During this period as well, one poet in particular, Robert Browning, single-handedly changed the Dramatic monologue by introducing personae whom were so troubled, delusional, or egotistical that, as they explain themselves to their audience, they indirectly reveal their misperceptions and failings—which they never appear to grasp themselves. Thus even before the advent of the Unreliable Narrator in Modern fiction, these Dramatic-monologue personae functioned in poems in the same manner I explained in a previous video in this series about that other narrational mode.  In one of Browning’s most famous Dramatic Monologues, entitled “My Last Duchess,” a Renaissance Duke is conducting a tour of his magnificent home with a Count’s agent, who has come to discuss the terms of the Duke’s next marriage.
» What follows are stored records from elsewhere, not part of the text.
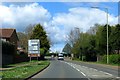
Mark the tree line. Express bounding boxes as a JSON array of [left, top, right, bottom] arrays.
[[63, 24, 120, 62]]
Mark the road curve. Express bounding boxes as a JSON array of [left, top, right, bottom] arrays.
[[31, 59, 120, 80], [32, 60, 88, 79]]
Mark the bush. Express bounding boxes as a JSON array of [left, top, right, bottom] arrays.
[[109, 54, 120, 64], [40, 48, 45, 55], [101, 54, 120, 64], [14, 53, 29, 63], [2, 41, 15, 55], [101, 55, 107, 63]]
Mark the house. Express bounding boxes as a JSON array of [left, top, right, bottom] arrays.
[[0, 28, 19, 65], [0, 28, 19, 48]]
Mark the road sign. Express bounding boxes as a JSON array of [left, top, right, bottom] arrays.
[[28, 39, 40, 56]]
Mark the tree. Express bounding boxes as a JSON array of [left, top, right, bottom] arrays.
[[17, 24, 35, 51], [67, 28, 80, 47], [17, 32, 28, 50], [109, 24, 120, 54], [62, 43, 71, 56], [30, 24, 50, 59], [95, 24, 111, 55], [25, 24, 34, 39]]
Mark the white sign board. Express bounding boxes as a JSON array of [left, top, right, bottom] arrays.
[[28, 39, 40, 54]]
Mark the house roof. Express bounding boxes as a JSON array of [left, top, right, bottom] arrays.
[[0, 28, 19, 40]]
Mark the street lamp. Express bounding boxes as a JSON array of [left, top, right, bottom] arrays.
[[91, 7, 109, 64]]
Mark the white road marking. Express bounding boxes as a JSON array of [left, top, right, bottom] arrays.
[[92, 75, 98, 76], [89, 68, 94, 70], [63, 61, 114, 78], [80, 72, 86, 76], [116, 77, 120, 79], [74, 64, 77, 65], [99, 71, 113, 76], [89, 68, 98, 71], [76, 68, 80, 71], [104, 72, 113, 76], [93, 69, 98, 71], [99, 71, 104, 73], [82, 66, 88, 68]]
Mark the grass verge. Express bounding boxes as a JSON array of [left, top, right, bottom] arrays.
[[93, 61, 120, 66], [1, 60, 50, 80], [72, 59, 120, 66]]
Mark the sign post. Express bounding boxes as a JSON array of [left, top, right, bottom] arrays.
[[28, 39, 40, 61]]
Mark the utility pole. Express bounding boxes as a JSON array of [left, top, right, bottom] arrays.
[[91, 7, 109, 64]]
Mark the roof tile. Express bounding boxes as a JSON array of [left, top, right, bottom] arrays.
[[0, 28, 15, 38]]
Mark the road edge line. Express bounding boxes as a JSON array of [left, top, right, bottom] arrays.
[[24, 61, 50, 80]]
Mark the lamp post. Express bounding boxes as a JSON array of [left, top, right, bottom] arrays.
[[91, 7, 109, 64]]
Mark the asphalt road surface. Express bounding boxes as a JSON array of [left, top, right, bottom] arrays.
[[32, 58, 120, 80]]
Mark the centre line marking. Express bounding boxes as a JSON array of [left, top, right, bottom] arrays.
[[104, 72, 113, 76], [80, 72, 86, 76], [116, 77, 120, 79], [73, 66, 75, 68], [76, 68, 80, 71]]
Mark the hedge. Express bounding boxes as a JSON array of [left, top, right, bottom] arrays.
[[2, 41, 15, 55], [101, 54, 120, 64]]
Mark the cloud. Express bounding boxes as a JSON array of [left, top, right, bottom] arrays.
[[66, 0, 119, 2], [37, 0, 119, 2], [51, 7, 118, 32], [0, 3, 51, 31], [50, 42, 65, 53]]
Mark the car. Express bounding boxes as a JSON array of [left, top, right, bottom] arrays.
[[58, 53, 64, 60], [51, 55, 54, 60]]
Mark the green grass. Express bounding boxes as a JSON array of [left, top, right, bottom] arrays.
[[72, 58, 120, 66], [94, 61, 120, 66], [2, 60, 50, 79], [72, 57, 80, 61], [3, 60, 39, 68], [0, 71, 2, 78]]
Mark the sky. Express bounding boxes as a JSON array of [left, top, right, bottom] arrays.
[[0, 1, 119, 53]]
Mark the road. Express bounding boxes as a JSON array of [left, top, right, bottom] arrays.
[[32, 58, 120, 80]]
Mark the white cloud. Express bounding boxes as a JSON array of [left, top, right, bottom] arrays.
[[47, 7, 118, 52], [0, 3, 51, 31], [2, 0, 119, 2], [51, 7, 118, 32]]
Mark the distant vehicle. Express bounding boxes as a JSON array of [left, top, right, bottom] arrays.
[[58, 53, 64, 60], [51, 55, 54, 60]]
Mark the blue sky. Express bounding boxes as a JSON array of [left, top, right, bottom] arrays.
[[1, 2, 118, 52], [38, 2, 118, 16], [3, 2, 118, 16]]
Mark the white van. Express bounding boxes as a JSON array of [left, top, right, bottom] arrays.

The Duke feels compelled to explain to him how he came to lose his first wife, the Duchess of the poem’s title. When the pair encounter a painting with a curtain drawn over it, the Duke draws the drapes to reveal a portrait of his former wife. He explains to the agent that his last Duchess never learned that she was to have showed him respect and adoration above all things in her world—as the aristocratic culture of his era dictated. But the Duke explains further that the Duchess had

            A heart—how shall I say?— too soon made glad, 

Too easily impressed; she liked whate’er 

She looked on, and her looks went everywhere. 

Sir, ’twas all one! My favour at her breast, 

The dropping of the daylight in the West, 

The bough of cherries some officious fool 

Broke in the orchard for her, the white mule 

She rode with round the terrace—all and each 

Would draw from her alike the approving speech, 

Or blush, at least. She thanked men—good! but thanked 

Somehow—I know not how—as if she ranked 

My gift of a nine-hundred-years-old name 

With anybody’s gift.

In this passage, the Duke indeed reveals himself to be a total control-freak; in the next breath, he implies he had the Duchess killed for what he perceived was her insolence! Although the agent never speaks nor judges the Duke, we as readers eavesdrop on their conversation and are allowed to see in the Duke’s control of his wife (even over who he allows to view her portrait), that his obsession with being worshipped goes well beyond the matrimonial assumptions of his era. In this way, readers of the poem are being encouraged to understand the Duke’s explanations ironically, and through this, to grasp Browning’s Feminist denouncement of the Duke’s control and abuse of his wife.

Browning’s update on the Dramatic Monologue went on to influence how the form was used by most 20th Century poets, from T.S. Eliot’s influential 1917 poem “The Love Song of J. Alfred Prufrock” to Sylvia Plath’s 1965 “Lady Lazarus” to Ai’s 1979 “Killing Floor” to Rita Dove’s 1980 “The House Slave.” Each of these very different poets recognized that the Dramatic Monologue allows the writer to imply ironic distance from a persona’s observations in the poem. As careful readers, we too recognize that we are being pushed to listen to the persona ironically, and just as with the Unreliable Narrator, share an understanding of the persona’s psychology along with the author, to which the persona remains blind, wrapped as he or she is in misperceptions and delusions about him or herself, other people, and the world.